That so many letters were found intact after almost seven decades beneath the ocean was extraordinary, Ms. Katsiani and Ms. Coppen agreed. Discovered in the ship’s cargo storage beneath heaps of mail bags and sediment, the letters were sealed off from decaying forces such as currents, light, heat and oxygen, according to the museum.
After the letters were recovered, they went through “a gentle cleaning process” that involved washing in fresh water and freeze-drying, Ms. Katsiani said.
“Salvage operation did a lot for their immediate survival because if they were allowed to dry out, they would turn into dust — they would just completely disintegrate,” Ms. Katsiani said.
Some of the letters are so fragmented and delicate that it’s nearly impossible to place pieces together, the conservators said. Eventually, they hope to digitize the letters, making them even more accessible to the public, similar to what had been done for the “Voices From the Deep” exhibition.
“It’s just like a jigsaw puzzle, piecing them together, which is why we end up reading a lot of them,” Ms.
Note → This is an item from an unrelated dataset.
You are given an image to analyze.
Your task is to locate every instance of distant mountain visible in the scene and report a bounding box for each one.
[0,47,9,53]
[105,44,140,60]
Coppen said.
The correspondence discovered aboard the Gairsoppa ranged from Christmas cards to business documents. Conservators also noted that the correspondence was written on stationery originating from countries including India, Norway and Sweden. Destinations of the letters varied, with most destined for Britain and the United States. Ms. Katsiani said that many had been headed to the Salisbury Plain region of southern England, an area known as a training ground for British soldiers.
Two notable pieces of correspondence come from a Major Wilson to his two children, Pam and Michael. The letters, postmarked on Dec. 1, 1940, bore the address of a Hotel Inglewood in Torquay, England, where conservators believed the two children could have been evacuated to during the war.
The letters were found still side by side almost 70 years later, according to the Postal Museum.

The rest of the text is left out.